The special privileges that come with being a lawyer also come with heightened ethical obligations to increase access to justice.
“The unrepresented must be helped,” Hatchett said. “Who is responsible for providing that help? The answer is found within the ethical duties governing lawyers — from not only our code of ethics, but from the very oath that we took as new lawyers. And I quote: ‘I will never reject, from any consideration personal to myself, the cause of the defenseless or oppressed, or delay anyone’s cause for lucre or malice.
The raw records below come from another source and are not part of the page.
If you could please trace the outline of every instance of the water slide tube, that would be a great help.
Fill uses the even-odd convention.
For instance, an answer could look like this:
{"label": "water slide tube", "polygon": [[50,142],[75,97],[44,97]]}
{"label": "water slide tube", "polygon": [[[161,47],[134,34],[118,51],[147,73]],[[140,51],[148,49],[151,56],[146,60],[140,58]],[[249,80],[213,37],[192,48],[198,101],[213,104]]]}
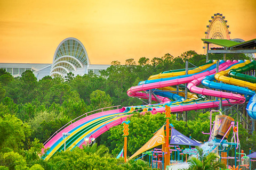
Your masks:
{"label": "water slide tube", "polygon": [[[217,62],[217,61],[216,61],[216,62]],[[215,63],[215,62],[214,62],[214,63]],[[222,64],[224,63],[225,63],[224,61],[221,60],[219,62],[219,65]],[[162,79],[162,81],[167,81],[167,80],[174,80],[174,79],[177,79],[185,78],[190,76],[191,75],[192,75],[193,74],[197,74],[198,73],[206,72],[207,71],[210,71],[210,70],[213,70],[214,69],[216,69],[216,64],[214,64],[214,65],[211,65],[211,66],[209,66],[209,67],[207,67],[207,69],[206,69],[205,70],[201,70],[201,72],[198,72],[198,73],[194,73],[194,74],[186,74],[186,75],[178,75],[178,76],[174,76],[174,77],[171,76],[171,77],[169,77],[169,78],[167,77],[167,78],[160,78],[160,79],[158,79],[147,80],[146,81],[143,81],[140,82],[139,83],[138,85],[142,85],[143,84],[148,84],[148,83],[154,83],[154,82],[158,82],[158,81],[159,81],[159,79]]]}
{"label": "water slide tube", "polygon": [[[234,68],[235,67],[239,67],[241,66],[244,66],[246,64],[246,63],[241,63],[241,64],[234,65],[233,67]],[[229,69],[226,71],[229,71],[230,69]],[[217,97],[220,97],[221,98],[226,98],[226,99],[234,100],[237,101],[238,103],[243,103],[245,101],[245,98],[244,96],[242,96],[239,94],[235,94],[231,92],[229,93],[229,92],[223,92],[222,91],[215,91],[213,90],[206,89],[205,88],[203,89],[201,88],[197,87],[197,86],[199,84],[202,80],[204,79],[204,77],[201,77],[192,81],[191,82],[188,84],[188,86],[187,86],[188,88],[189,89],[189,90],[190,90],[190,91],[192,91],[193,92],[195,92],[197,94],[202,94],[205,96],[214,96]],[[212,84],[213,83],[212,83],[211,85],[212,85]],[[217,83],[214,84],[216,85],[217,84]],[[232,89],[231,89],[232,90]],[[229,91],[232,91],[232,90],[229,90]]]}
{"label": "water slide tube", "polygon": [[[221,65],[220,66],[220,70],[224,70],[227,66],[235,63],[235,62],[231,63],[230,61],[228,61],[225,63],[226,64],[223,65],[223,66],[221,66]],[[212,72],[211,72],[211,71],[212,71]],[[204,73],[205,74],[204,75],[204,76],[205,76],[206,75],[211,75],[211,74],[214,74],[214,71],[207,71]],[[190,78],[189,81],[191,80],[193,81],[196,79],[197,76],[195,76],[195,75],[191,76],[193,79]],[[201,75],[201,76],[203,75]],[[198,78],[200,77],[199,75],[197,75],[197,76]],[[179,80],[177,81],[177,80],[174,80],[173,81],[174,81],[175,83],[170,82],[170,84],[173,85],[175,85],[175,84],[184,83],[184,82],[189,82],[183,80],[181,81],[180,81]],[[161,82],[159,83],[161,86],[163,85],[161,84]],[[167,83],[167,84],[169,85],[169,84],[170,83]],[[144,87],[143,86],[141,86],[142,89],[143,89]],[[133,91],[132,92],[134,92]],[[241,100],[238,100],[238,101],[240,102],[242,100],[242,99]],[[230,103],[238,103],[238,102],[237,100],[233,100],[233,99],[229,100],[228,102],[228,101],[223,100],[223,105],[229,105]],[[172,112],[179,112],[197,109],[217,107],[218,107],[218,103],[217,100],[206,100],[203,102],[186,103],[178,105],[174,104],[172,105],[171,110]],[[158,106],[159,107],[156,107],[154,108],[154,106]],[[155,114],[159,111],[160,111],[159,112],[164,112],[164,108],[163,106],[163,104],[159,105],[152,105],[138,106],[138,108],[140,109],[143,109],[143,108],[144,108],[143,109],[143,112],[150,111],[152,114]],[[140,108],[140,107],[141,107]],[[61,130],[45,145],[46,148],[51,148],[46,153],[46,157],[45,159],[47,160],[56,151],[59,151],[63,150],[64,140],[62,139],[62,133],[68,132],[71,134],[68,137],[68,139],[66,141],[66,148],[67,149],[71,149],[76,146],[81,146],[81,144],[83,143],[83,139],[85,137],[89,137],[90,138],[93,137],[96,138],[100,134],[107,131],[111,127],[120,124],[123,121],[126,120],[128,116],[130,116],[132,115],[132,113],[134,109],[134,108],[133,108],[133,107],[124,107],[121,109],[99,113],[90,115],[74,122],[69,126]]]}
{"label": "water slide tube", "polygon": [[[201,72],[203,70],[206,70],[210,66],[212,65],[214,65],[216,64],[216,62],[217,61],[214,61],[213,63],[211,64],[208,64],[206,65],[204,65],[203,66],[199,66],[198,68],[195,68],[193,70],[190,70],[188,71],[188,74],[195,74],[196,73]],[[180,72],[172,72],[171,73],[160,73],[159,74],[156,74],[156,75],[154,75],[150,76],[148,80],[154,80],[154,79],[159,79],[161,78],[170,78],[170,77],[173,77],[173,76],[177,76],[178,75],[185,75],[186,74],[186,71],[182,71]]]}
{"label": "water slide tube", "polygon": [[[62,133],[69,133],[70,135],[68,137],[68,140],[66,141],[66,148],[73,146],[77,143],[75,141],[79,140],[79,138],[84,138],[86,135],[85,132],[87,131],[88,133],[90,133],[90,130],[100,124],[101,121],[108,121],[115,119],[117,117],[120,120],[125,120],[126,115],[122,115],[126,113],[125,108],[120,109],[111,110],[91,115],[89,116],[84,117],[63,129],[60,132],[54,135],[51,140],[50,140],[45,145],[45,148],[48,147],[50,149],[47,151],[47,156],[45,158],[48,159],[52,155],[53,155],[57,151],[63,150],[64,148],[64,140],[62,139]],[[120,116],[119,117],[118,116]],[[124,118],[123,118],[124,117]],[[105,128],[109,129],[109,125],[106,125]]]}
{"label": "water slide tube", "polygon": [[[143,110],[150,110],[150,109]],[[66,148],[70,149],[76,146],[81,146],[85,137],[96,138],[111,127],[125,120],[129,115],[124,115],[125,112],[131,113],[132,111],[132,109],[127,108],[126,110],[125,108],[106,111],[90,115],[74,122],[62,130],[45,144],[45,148],[50,149],[47,150],[44,159],[47,160],[56,151],[63,150],[64,143],[66,143]],[[62,133],[70,133],[66,142],[62,138]]]}
{"label": "water slide tube", "polygon": [[[236,63],[237,61],[235,61],[231,62],[230,61],[227,61],[226,62],[221,64],[219,67],[219,70],[226,69],[229,65]],[[127,94],[129,96],[137,97],[140,96],[140,93],[138,94],[139,91],[146,91],[148,90],[162,88],[167,86],[176,86],[178,84],[185,84],[190,82],[190,81],[198,79],[201,77],[204,77],[206,75],[209,75],[214,74],[216,72],[216,69],[212,70],[203,72],[203,73],[193,74],[192,75],[183,78],[177,78],[174,80],[164,81],[164,79],[159,79],[158,82],[151,83],[149,84],[143,84],[135,87],[132,87],[127,91]]]}

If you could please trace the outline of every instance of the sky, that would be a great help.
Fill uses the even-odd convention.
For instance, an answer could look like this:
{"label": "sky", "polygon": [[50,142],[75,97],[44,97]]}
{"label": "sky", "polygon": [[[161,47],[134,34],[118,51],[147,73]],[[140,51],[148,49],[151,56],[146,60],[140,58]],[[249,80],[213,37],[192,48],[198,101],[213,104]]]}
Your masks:
{"label": "sky", "polygon": [[214,14],[230,38],[256,38],[255,0],[0,0],[0,63],[52,63],[65,38],[84,45],[92,64],[204,54]]}

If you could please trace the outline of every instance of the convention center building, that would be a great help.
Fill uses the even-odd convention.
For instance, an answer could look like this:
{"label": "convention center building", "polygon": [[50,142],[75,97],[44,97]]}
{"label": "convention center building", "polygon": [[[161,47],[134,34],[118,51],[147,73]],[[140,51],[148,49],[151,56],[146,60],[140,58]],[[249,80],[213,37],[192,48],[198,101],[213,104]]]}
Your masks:
{"label": "convention center building", "polygon": [[0,68],[6,70],[14,77],[29,70],[38,80],[47,75],[65,77],[70,72],[75,76],[88,74],[90,71],[99,75],[100,70],[106,70],[110,66],[91,64],[85,48],[75,38],[68,38],[60,42],[55,52],[52,64],[0,63]]}

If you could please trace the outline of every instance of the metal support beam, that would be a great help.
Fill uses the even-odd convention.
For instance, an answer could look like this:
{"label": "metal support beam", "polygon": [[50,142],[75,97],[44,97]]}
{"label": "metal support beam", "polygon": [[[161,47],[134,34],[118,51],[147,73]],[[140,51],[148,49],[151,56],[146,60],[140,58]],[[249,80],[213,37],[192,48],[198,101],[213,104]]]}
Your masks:
{"label": "metal support beam", "polygon": [[[223,54],[223,53],[256,53],[256,49],[217,49],[208,50],[209,53]],[[207,57],[207,55],[206,55]],[[207,59],[207,58],[206,58]]]}
{"label": "metal support beam", "polygon": [[149,90],[149,99],[148,100],[148,104],[151,105],[152,103],[152,89]]}

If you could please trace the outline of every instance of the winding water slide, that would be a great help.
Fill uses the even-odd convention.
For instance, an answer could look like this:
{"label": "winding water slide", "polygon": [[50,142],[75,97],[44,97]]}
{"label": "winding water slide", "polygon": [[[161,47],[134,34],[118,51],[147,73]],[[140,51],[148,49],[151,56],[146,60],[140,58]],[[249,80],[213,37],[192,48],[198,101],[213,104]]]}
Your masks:
{"label": "winding water slide", "polygon": [[[82,118],[74,123],[71,122],[71,124],[67,125],[57,131],[55,135],[46,142],[44,147],[45,148],[50,148],[50,149],[43,158],[47,160],[56,152],[63,150],[64,148],[66,150],[70,150],[75,147],[82,147],[82,144],[85,143],[84,139],[85,138],[97,138],[110,128],[121,124],[127,117],[131,116],[134,111],[150,112],[153,114],[157,112],[162,113],[165,111],[164,107],[165,105],[171,107],[172,112],[181,112],[219,107],[219,99],[206,100],[205,97],[198,98],[195,94],[202,95],[201,96],[203,97],[211,96],[217,98],[225,98],[222,100],[223,106],[229,106],[231,104],[243,103],[246,101],[246,99],[255,94],[255,92],[252,91],[255,90],[255,89],[251,87],[254,87],[255,84],[244,80],[243,80],[243,83],[241,84],[241,80],[237,78],[227,77],[227,74],[228,74],[229,73],[233,73],[232,75],[233,75],[234,72],[239,72],[241,74],[242,72],[247,71],[247,70],[245,71],[244,69],[242,72],[240,70],[241,68],[245,68],[247,67],[248,65],[252,65],[250,61],[246,61],[245,62],[243,61],[238,62],[236,61],[232,62],[227,61],[226,62],[220,61],[219,63],[219,71],[220,72],[217,73],[216,73],[216,62],[214,62],[207,63],[198,68],[191,69],[189,71],[188,74],[186,74],[184,70],[181,70],[176,72],[165,72],[150,76],[148,80],[140,82],[137,86],[131,87],[128,90],[127,93],[131,97],[148,98],[148,94],[141,91],[153,89],[155,90],[154,93],[158,95],[152,95],[152,99],[159,101],[159,103],[123,107],[121,109],[102,112]],[[253,68],[251,66],[249,67],[249,69],[254,69],[255,63],[253,64],[254,64]],[[230,67],[231,66],[233,66]],[[232,85],[213,82],[214,75],[215,78],[218,81],[222,82],[227,81],[228,81],[228,83]],[[241,75],[239,75],[241,76]],[[234,76],[239,77],[236,75]],[[232,81],[230,79],[228,80],[228,79],[232,79]],[[245,78],[243,77],[243,79]],[[198,87],[197,86],[201,82],[209,88],[228,90],[231,92],[220,91]],[[187,87],[189,90],[195,93],[189,94],[189,96],[191,97],[190,99],[185,100],[182,96],[176,94],[172,96],[170,95],[171,93],[169,91],[173,90],[171,86],[185,83],[187,83]],[[237,85],[237,84],[239,84]],[[237,87],[241,84],[243,84],[244,87]],[[250,86],[250,88],[248,86]],[[235,93],[233,94],[232,91]],[[170,98],[175,101],[171,101]],[[70,134],[67,138],[63,139],[63,133],[69,133]]]}

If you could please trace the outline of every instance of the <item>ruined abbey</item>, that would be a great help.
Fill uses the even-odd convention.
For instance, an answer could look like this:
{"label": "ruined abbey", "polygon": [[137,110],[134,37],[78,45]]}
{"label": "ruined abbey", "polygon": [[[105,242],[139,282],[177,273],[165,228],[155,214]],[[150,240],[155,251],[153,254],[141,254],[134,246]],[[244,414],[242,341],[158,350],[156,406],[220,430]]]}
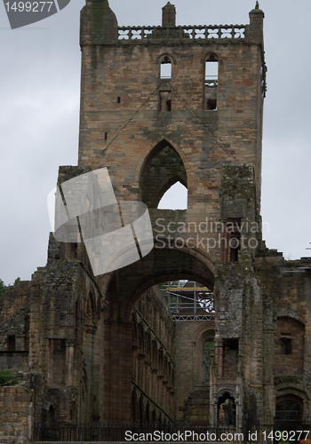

So help me God.’”
The profession also must “take emergency action” to provide access for those in poverty with civil matters, especially in light of the collapse in revenue from the IOTA program.
“Studies show that as much as 80 percent of the legal needs of the poor are going unfulfilled,” Hatchett said. “In addition, The Florida Bar Foundation is projecting cuts of 76 percent of its legal aid grants by the 2015-16 grant year, and current estimates for the near future project one legal aid attorney for every 10,700 Floridians living in poverty.”
Hatchett said we are going to have to do “something new” and that something will require more of lawyers’ time and money.
“In these difficult times, when power struggles between branches of government are frequent and everyone wants to see ‘reform’ or ‘change’ for the sake of change, the independence of the American lawyer must be viewed as a notion at risk and requiring special protection.”
He said the American independent lawyer must continue to insist that the rule of the majority is limited by constitutional guarantees to the minority and advocate for and define those rights.
“Our clients face challenges and losses to reputation, standing, office, property, liberty, and, sometimes, even life itself,” Hatchett said. “In those times of challenges and losses, our clients place their trust and confidence in us. And in resolving their disputes, we place our trust and confidence in our courts. Only in our courts, with independent judges and lawyers, can the rich and the poor, the educated and the uneducated, the members of the majority and minority groups, speak the truth, have their evidence fairly considered, and receive a just outcome.”